21. The Serpent
The Serpent
T he villa reeked of decay and madness.
I moved through corridors that had once been my prison, noting how quickly Roman order had crumbled without slaves to maintain it. Silk webs draped the corners like funeral shrouds. Dark stains marked where bodies had decayed. The halls echoed, no longer filled with anything but death.
I found Tiberius where Ysu and I had left him. Two weeks of captivity had carved away his imperial bearing. His toga hung in filthy tatters. His gray hair was matted with sweat and worse. When he heard my approach, his eyes rolled wildly before focusing on my transformed figure.
“Flavia?” The name came out cracked, uncertain. A name I had nearly forgotten. “Is that... gods, what have you become?”
I circled him slowly, taking in his degradation. His proud Roman features were sunken with hunger. The silk or perhaps some older magic, had preserved him like a living mummy, keeping him alive but weak. Part of me—some remnant of the broken girl I’d been—almost pitied him.
“Water,” he croaked. “Please. Just water.”
I found a pitcher, still half-full, and held it to his lips. He drank greedily, desperately, and for a moment I saw him as merely human. Old. Frightened.
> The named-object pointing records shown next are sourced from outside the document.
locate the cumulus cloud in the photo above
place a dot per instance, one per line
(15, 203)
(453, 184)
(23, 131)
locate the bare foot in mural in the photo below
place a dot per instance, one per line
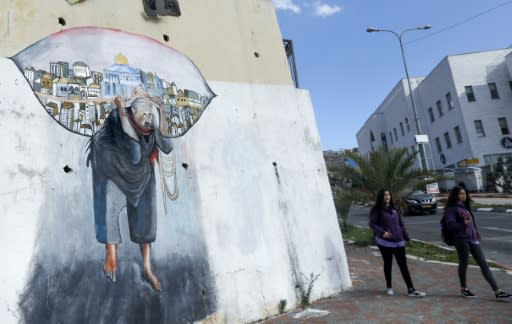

Pathetic.
Then he spoke again.
“There’s still time,” he gasped between swallows. “Cut me free. I have gold hidden. Connections in Rome. I can help you find healers, priests who can reverse this corruption.”
“Corruption?” I set the pitcher aside.
“This... curse. This demonic possession.” His voice grew stronger, falling into familiar patterns of authority. “You’re still Flavia beneath the scales. Still my wife that I tried to civilize. We can fix this.”
“Civilize.” The word tasted like ash. “Is that what you called it?”
“I gave you purpose! Structure! Without me, you’d have died in some pagan hovel, bearing savage children for savage men.
” Spite crept into his tone, the Tiberius I knew emerging from beneath the fear.
“I elevated you. Made you part of the Empire to pay off my debt to your father. And this is how you repay?—”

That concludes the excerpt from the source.